In production, the biggest prompt win is usually not smarter wording. It is removing ambiguity. Here is the kind of transformation I see all the time:

Before	After
"Help the user with the issue and be thorough."	"You are the triage node. Ask for the missing account detail, then route to billing or support. Do not resolve the case here."
"Be helpful and solve the request."	"You are the approval node. Only approve if the policy, budget, and manager consent are present."
"Continue the conversation naturally."	"You are the handoff node. Summarize state in one paragraph and stop generating after the transfer."

That difference sounds small. It isn't. It prevents the graph from becoming a polite mess.

Where does Rephrase fit in?

This is exactly the sort of workflow where Rephrase helps. If you are writing ten node prompts, a router prompt, and a fallback prompt, you do not want to hand-edit every version. Rephrase can rewrite rough drafts into cleaner, more specific prompts in seconds, which is useful when you are iterating on graph structure and node behavior at the same time.

I would not use it to invent the architecture. I would use it to tighten the language once the architecture is already right.

What should you measure in production?

You should measure transition accuracy, task completion, fallback rate, tool-call success, and how often the agent re-asks for data it already has. The most important metric is usually not raw response quality. It is whether the graph moves forward without illegal transitions or loops. In production, the expensive failures are usually state failures, not wording failures [2].

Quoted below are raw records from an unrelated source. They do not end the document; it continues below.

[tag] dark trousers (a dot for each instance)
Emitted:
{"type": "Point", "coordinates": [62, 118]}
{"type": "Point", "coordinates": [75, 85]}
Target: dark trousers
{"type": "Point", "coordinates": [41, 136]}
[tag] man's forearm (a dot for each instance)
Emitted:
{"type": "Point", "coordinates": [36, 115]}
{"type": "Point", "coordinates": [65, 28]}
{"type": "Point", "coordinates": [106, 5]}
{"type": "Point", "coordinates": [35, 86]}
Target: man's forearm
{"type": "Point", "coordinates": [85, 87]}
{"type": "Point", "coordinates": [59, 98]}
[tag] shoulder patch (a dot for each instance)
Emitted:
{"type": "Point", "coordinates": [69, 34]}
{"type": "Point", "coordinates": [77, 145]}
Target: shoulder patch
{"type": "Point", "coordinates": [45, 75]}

If the agent keeps "trying" to help but never advances the workflow, that's not a prompt problem anymore. It's an orchestration problem.

So what's the bottom line?

LangGraph production is useful when you need explicit control, auditability, and stage-based execution. It is weaker when you are just adding orchestration because the task sounds sophisticated. Klarna-style scale does not magically make graphs better; it makes weak graphs fail louder. Build the smallest graph that enforces the business rules, keep node prompts sharp, and let the model do less, not more.

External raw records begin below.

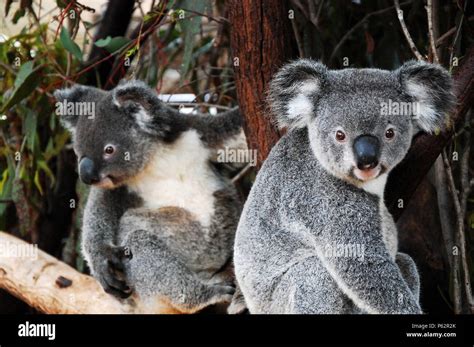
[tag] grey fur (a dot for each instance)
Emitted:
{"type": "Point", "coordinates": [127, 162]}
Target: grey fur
{"type": "Point", "coordinates": [161, 254]}
{"type": "Point", "coordinates": [307, 201]}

If you want more practical prompting breakdowns like this, browse the Rephrase blog. The best production prompt is usually the one that survives contact with real state.

References

Documentation & Research

In-Context Prompting Obsoletes Agent Orchestration for Procedural Tasks - arXiv (link)
SDOF: Taming the Alignment Tax in Multi-Agent Orchestration with State-Constrained Dispatch - arXiv (link)

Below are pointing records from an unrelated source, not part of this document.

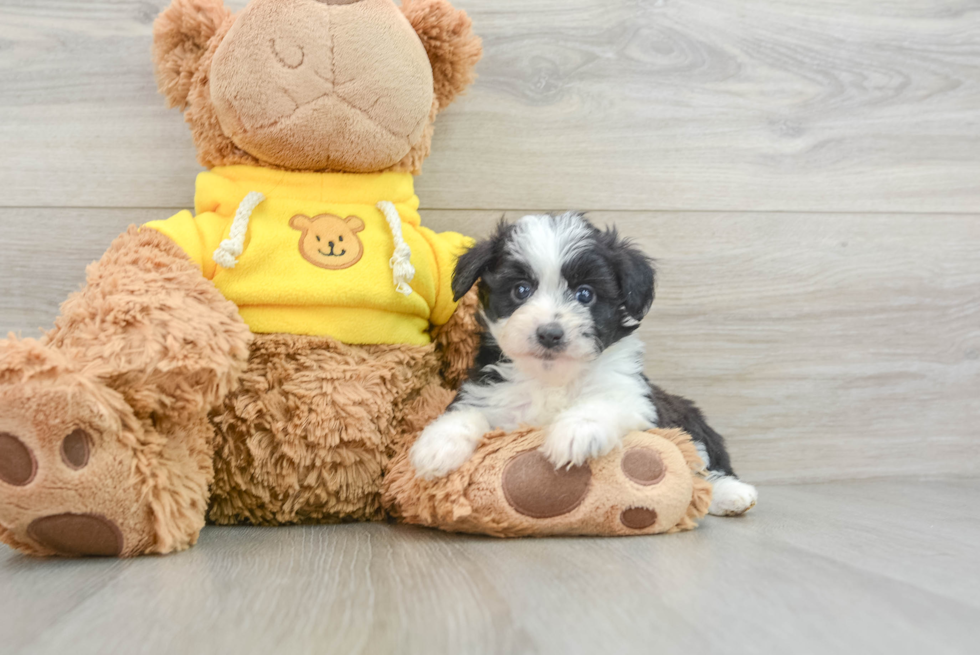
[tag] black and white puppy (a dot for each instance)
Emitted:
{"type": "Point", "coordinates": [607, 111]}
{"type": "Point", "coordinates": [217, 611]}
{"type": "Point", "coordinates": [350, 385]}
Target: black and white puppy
{"type": "Point", "coordinates": [560, 301]}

Community Examples 3. Lessons from deploying RAG bots for regulated industries - r/LocalLLaMA (link)

Frequently asked

What is LangGraph used for in production?

LangGraph is used to build stateful agent workflows with branching, loops, and tool use. It is best when the task needs explicit control over transitions, retries, and state.

When should I use a graph instead of one prompt?

Use a graph when the workflow has real stages, external tools, or legal/operational constraints. If the procedure is short enough to fit cleanly in context, a single prompt can still win.

How can I make LangGraph more reliable?

Keep nodes narrow, enforce stage checks, log every transition, and add precondition validation before tool calls. Tools like Rephrase can help you rewrite each node prompt faster.